Einen möglichen Grund für den hohen Anteil an Kanti-Übertritten in den letzten Jahren vermutet Holdener darin, dass «der gymnasiale Bildungsweg in der Gesellschaft immer noch einen sehr hohen Stellenwert geniesst». Möglicherweise liege es aber auch am grossen Angebot an Berufen und dem Alter der Schüler bei der Berufswahl. «Die Kanti bietet in diesem Fall eine gute Option, sich mit der persönlichen Entwicklung und der Berufswahl länger Zeit zu lassen.» Andererseits ist die Lehre bei einem konkreten Berufswunsch sehr attraktiv und zusammen mit der Berufsmatura als gleichwertig anzusehen. Bei dieser Variante habe man sozusagen den Fünfer und das Weggli, nämlich eine abgeschlossene Berufslehre und die Möglichkeit, noch studieren zu können.

In Entlebuch wechselt kein Schüler in die Kanti

Ganz anders sehen die Zahlen in der Gemeinde Entlebuch aus. Nach den Sommerferien tritt kein Schüler von der sechsten Klasse in die Kanti ein. 45 Prozent werden allerdings neu das Niveau A belegen. «Viele unserer guten A-Schüler ziehen es vor, eine Berufsausbildung zu machen und gleichzeitig oder anschliessend die Berufsmatura abzuschliessen», erklärt Gemeinderätin Vreny Müller-Brun (CVP).

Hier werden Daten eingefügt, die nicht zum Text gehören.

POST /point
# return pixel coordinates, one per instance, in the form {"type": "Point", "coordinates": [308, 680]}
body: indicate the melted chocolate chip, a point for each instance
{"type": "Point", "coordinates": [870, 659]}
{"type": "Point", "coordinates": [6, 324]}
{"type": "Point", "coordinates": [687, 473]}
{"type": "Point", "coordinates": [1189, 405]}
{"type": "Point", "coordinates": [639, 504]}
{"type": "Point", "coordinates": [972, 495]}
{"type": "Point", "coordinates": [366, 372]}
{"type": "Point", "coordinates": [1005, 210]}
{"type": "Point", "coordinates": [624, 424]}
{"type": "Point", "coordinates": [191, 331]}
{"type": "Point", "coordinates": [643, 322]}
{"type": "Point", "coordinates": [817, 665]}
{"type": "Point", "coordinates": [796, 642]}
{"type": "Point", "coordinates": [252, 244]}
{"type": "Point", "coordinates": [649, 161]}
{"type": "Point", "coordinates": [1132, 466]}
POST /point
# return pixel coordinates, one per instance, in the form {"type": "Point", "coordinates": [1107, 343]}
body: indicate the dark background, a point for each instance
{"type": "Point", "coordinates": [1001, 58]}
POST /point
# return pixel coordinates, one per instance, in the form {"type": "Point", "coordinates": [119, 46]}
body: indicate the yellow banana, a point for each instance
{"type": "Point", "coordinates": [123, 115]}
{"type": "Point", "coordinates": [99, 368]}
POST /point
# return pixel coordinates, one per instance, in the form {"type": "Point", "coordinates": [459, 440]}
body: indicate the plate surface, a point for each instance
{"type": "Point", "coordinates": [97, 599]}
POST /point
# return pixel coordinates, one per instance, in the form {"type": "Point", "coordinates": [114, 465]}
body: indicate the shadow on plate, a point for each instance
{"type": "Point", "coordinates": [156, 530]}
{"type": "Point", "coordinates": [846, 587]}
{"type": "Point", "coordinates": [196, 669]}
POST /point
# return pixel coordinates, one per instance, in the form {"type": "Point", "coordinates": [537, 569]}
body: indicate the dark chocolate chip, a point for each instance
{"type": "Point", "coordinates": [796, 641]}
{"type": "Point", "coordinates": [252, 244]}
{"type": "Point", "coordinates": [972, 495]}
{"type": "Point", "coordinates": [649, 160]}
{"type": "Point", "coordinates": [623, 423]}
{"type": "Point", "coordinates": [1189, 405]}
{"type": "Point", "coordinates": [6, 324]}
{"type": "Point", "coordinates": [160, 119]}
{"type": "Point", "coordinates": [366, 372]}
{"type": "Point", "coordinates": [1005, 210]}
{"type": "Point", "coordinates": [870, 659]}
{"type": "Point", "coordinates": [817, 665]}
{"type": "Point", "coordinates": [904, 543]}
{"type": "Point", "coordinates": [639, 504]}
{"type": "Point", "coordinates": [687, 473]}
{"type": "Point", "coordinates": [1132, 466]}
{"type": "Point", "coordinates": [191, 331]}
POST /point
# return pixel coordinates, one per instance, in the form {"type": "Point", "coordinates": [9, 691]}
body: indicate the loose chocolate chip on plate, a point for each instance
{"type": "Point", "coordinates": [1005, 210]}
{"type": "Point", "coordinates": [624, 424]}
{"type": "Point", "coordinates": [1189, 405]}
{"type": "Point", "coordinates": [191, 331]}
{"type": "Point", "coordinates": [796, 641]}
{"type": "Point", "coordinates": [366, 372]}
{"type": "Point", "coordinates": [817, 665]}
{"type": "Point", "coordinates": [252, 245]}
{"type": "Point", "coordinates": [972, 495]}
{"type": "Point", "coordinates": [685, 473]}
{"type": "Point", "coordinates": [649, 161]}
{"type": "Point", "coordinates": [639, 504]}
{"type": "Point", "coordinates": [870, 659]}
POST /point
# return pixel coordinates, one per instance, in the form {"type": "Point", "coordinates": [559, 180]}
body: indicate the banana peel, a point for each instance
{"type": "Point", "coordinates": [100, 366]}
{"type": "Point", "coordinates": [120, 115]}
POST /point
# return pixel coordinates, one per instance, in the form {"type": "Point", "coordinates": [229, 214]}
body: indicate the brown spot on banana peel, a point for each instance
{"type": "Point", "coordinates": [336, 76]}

Ausserdem gibt es Schüler, welche nach der zweiten Sekundarklasse ans Kurzzeitgymnasium Schüpfheim wechseln. Das Langzeitgymnasium hingegen sei die Ausnahme. «Die Schülerzahlen sind bei unseren Austauschgesprächen immer wieder ein Thema», sagt Müller.

Kanton beobachtet die Zahlen der Übertritte genau

Die Übertritte werden von der Dienststelle Volksschulbildung genau beobachtet: «Wenn eine Gemeinde beim Niveau A und der Kanti eine Übertrittsquote von 70 Prozent hat, stellen wir Rückfragen.» Im aktuellen Jahr hat Charles Vincent bei fünf bis sechs Gemeinden interveniert. «Wir suchen das Gespräch auch im umgekehrten Fall, wenn gar kein Schüler oder nur sehr wenige die Kanti und das Niveau A besuchen.»

Möglich sei dann, dass es sich um eine schwache Klasse handle oder die Lehrperson einen zu strengen Massstab anwende. «Mit dem Gespräch wollen wir für die Problematik sensibilisieren.» Es gebe aber kaum Möglichkeiten, einzugreifen. «Wir kennen keine Quotenregelung», unterstreicht Vincent.